Kia Picanto vs Jersey: why it's the perfect car for 40mph fun


He even produced a happy-snap of himself as a teenager at a Jersey viewing point, Noirmont Point, using a camera for the very first time and realising, soon after, that it might present him with a career path. Going there would be one priority.

Straight off the plane, at around midday, we headed for the sunny, sandy south coast and Bel Royal, where Jersey’s solitary Kia dealer – the place from which every one of those top-selling Picantos is delivered – was volunteering to lend us a demonstrator for 48 hours or so.

On the way, we called in at the Jersey War Tunnels, about a kilometre of them bored straight into towering surrounding hillsides by slave labour to house a hospital complex that was never completed. When we arrived, the place was still closed for the season (but about to open); it contains exhibits that “show what wartime life in Jersey was really like”. Terrible, according to many accounts.

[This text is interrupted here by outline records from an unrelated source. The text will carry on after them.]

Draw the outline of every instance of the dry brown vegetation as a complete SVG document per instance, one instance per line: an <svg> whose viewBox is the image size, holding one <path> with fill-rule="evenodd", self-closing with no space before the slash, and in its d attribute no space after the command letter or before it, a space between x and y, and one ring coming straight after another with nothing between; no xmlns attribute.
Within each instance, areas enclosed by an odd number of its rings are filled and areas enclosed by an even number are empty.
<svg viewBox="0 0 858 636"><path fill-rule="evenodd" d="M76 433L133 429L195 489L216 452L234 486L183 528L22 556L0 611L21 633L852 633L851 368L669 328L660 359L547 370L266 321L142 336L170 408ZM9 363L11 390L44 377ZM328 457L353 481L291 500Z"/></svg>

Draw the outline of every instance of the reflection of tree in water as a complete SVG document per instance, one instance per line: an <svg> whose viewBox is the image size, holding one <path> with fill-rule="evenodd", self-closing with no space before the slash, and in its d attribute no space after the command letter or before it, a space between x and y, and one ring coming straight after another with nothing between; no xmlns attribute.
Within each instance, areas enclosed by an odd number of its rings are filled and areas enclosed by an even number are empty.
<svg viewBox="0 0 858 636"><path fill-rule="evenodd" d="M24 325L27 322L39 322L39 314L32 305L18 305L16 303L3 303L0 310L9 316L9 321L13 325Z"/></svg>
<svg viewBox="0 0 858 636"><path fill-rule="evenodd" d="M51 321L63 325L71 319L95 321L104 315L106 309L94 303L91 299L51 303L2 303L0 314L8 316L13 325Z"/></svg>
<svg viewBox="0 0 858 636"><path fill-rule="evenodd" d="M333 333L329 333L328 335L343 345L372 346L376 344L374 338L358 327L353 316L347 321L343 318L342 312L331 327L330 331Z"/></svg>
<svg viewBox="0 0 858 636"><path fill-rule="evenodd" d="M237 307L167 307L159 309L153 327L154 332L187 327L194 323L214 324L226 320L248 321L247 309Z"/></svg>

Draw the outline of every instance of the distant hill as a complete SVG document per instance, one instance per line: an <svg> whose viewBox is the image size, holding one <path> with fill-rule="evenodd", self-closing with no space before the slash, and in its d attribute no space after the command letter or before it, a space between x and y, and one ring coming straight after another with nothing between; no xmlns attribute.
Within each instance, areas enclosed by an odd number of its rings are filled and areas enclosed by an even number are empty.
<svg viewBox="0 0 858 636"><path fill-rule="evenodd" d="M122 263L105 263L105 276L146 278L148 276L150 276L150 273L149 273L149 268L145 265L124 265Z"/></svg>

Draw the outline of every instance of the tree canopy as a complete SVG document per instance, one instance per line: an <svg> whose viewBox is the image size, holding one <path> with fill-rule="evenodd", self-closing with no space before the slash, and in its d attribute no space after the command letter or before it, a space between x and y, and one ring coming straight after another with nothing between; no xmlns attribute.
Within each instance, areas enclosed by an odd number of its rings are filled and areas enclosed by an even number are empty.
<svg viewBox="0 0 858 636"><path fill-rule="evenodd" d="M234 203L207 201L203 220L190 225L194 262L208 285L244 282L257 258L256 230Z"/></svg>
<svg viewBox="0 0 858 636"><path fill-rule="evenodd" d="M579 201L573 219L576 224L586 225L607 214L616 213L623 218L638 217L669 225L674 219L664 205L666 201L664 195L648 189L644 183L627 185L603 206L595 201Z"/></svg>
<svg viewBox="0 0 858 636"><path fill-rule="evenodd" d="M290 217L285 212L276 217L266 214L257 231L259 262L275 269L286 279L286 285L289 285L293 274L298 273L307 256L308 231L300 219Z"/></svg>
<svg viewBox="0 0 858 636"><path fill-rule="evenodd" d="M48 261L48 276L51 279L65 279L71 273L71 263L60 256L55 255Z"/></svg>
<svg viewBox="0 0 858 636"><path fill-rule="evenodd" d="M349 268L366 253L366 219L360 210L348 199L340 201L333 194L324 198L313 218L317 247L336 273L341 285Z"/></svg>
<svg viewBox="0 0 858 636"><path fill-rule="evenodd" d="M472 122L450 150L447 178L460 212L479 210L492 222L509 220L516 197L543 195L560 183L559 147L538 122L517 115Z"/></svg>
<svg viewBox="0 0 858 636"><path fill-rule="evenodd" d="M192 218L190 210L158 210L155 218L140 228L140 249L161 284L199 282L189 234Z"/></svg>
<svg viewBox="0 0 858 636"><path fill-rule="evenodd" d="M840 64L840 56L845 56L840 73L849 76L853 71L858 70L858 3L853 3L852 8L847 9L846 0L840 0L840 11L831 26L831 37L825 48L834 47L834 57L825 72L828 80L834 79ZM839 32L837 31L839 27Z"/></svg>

Bel Royal Motors, a friendly place ownedby the same Le Marquand family for 99 years (and getting ready for centenary celebrations next year), is run by an enthusiastic general manager, Simon Mills, who put the kettle on and explained, while we sipped tea, why the Picanto does so well there.

The narrow roads help, he said, and so does the fact that Ford killed the 47-year-old Fiesta back in 2023. But it was also clear to a visitor’s eye that Bel Royal Motors’ innate commercial energy and the Picanto’s excellent price-to-equipment formula – plus the seven-year warranty – meant the little Kia appealed more to Jersey people than even the recently rejuvenated but notably fatter Renault Clio. 

That was a surprise, because French influence is everywhere in Jersey, and part of the secret of its better weather is that it nestles close to the French coast in the Gulf of Saint-Malo.